He leaves everything just as it is: the chest of drawers up against the wall; the drawers themselves on the other side of the room; the stone pulled away and sitting on the shelf. There’s no use in hiding what he has done here.
He hurries out of the house, out of the workshop, and away from the spire.
*
Berklum makes it as far as the main street of the ridge before he stops. Here, he’s not worrying about Unun finding him. That worry was a helpful distraction as he made his way up the spire and across on the ropebox. A distraction from what he’d done. Now, staring at the barroom doors, he seeks another escape from the heavy ache. And perhaps someone will listen as he tells the story of it.
The long, dark barroom is mostly empty at this time of morning. He sits at one end of the metal bar and clunks his fingers on the top to show he wants to do more than sit. The woman behind the bar has the kind of limp Berklum recognises as a modification.
‘What’re you after?’ she asks.
A good question, isn’t it? Without a better answer, he asks for Greynal. She raises a very weathered brow.

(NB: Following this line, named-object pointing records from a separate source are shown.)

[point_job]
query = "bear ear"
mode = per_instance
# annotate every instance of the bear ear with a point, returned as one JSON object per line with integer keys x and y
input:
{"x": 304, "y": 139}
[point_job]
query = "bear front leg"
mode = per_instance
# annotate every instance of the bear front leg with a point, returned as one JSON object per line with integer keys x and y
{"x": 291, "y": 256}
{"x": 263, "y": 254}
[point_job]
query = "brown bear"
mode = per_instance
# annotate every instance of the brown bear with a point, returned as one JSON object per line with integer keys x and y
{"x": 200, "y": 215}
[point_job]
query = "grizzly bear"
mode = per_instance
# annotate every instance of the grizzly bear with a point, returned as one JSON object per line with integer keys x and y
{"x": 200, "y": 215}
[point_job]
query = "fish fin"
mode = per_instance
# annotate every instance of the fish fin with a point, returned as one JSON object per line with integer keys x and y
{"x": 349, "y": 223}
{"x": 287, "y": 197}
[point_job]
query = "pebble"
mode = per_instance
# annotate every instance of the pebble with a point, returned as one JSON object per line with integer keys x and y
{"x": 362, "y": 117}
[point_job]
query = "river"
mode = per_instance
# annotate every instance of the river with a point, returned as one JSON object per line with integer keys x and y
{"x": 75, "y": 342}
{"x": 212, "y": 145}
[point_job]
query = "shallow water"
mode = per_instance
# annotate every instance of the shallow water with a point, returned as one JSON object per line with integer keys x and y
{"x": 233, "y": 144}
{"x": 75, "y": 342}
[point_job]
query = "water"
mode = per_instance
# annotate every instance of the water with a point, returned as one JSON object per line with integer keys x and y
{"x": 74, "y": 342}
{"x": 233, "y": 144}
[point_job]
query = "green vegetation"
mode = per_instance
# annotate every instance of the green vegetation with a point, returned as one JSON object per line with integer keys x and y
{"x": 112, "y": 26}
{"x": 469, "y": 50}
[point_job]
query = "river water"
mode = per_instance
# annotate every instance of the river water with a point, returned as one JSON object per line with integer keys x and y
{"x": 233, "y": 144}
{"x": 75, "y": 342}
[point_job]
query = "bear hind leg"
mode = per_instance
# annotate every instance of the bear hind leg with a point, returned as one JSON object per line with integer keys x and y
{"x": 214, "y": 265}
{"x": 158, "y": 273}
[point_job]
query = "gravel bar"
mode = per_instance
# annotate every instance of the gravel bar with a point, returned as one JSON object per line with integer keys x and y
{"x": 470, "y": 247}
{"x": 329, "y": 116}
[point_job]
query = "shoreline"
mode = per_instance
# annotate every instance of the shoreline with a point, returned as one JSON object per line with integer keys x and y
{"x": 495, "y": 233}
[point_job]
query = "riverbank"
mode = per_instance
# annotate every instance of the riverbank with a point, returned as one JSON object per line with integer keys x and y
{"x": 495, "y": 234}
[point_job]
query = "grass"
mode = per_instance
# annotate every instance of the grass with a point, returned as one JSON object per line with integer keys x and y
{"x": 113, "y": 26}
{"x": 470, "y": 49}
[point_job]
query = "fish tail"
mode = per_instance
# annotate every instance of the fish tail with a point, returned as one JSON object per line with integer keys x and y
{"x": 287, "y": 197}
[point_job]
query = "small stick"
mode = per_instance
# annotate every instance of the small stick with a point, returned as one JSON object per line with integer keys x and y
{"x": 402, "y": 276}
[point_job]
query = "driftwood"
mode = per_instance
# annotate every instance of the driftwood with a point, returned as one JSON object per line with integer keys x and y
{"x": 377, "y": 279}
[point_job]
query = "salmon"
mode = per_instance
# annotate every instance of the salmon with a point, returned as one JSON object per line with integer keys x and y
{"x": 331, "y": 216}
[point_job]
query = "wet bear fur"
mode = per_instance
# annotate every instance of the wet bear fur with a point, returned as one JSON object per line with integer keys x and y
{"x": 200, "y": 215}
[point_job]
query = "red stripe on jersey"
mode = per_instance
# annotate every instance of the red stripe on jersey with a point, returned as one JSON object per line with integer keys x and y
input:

‘Occasion, is it?’ She turns and ratchets her leg up so she can reach the top shelves. It happens on only the one leg, and it could look ungainly if she wasn’t so used to balancing like this.
‘It’s what she used to drink,’ he says.
‘Ah.’ The woman doesn’t need any more than that – she might not know the particulars, but she knows the story. She pours the Greynal, and he pays from his own small coin purse. No need to let the whole Union know he has a family’s fortune about his person. The woman instinctively moves away and busies herself with something or other. This one, she thinks, doesn’t need me to listen. He’s here because he should be talking to someone else.
He sips at his drink and barely tastes it, this pride of the Seeders. Instead, he prefers to stare at the swirling depths of deep grey in the glass. Her hair went a similar colour, a year or two before the end.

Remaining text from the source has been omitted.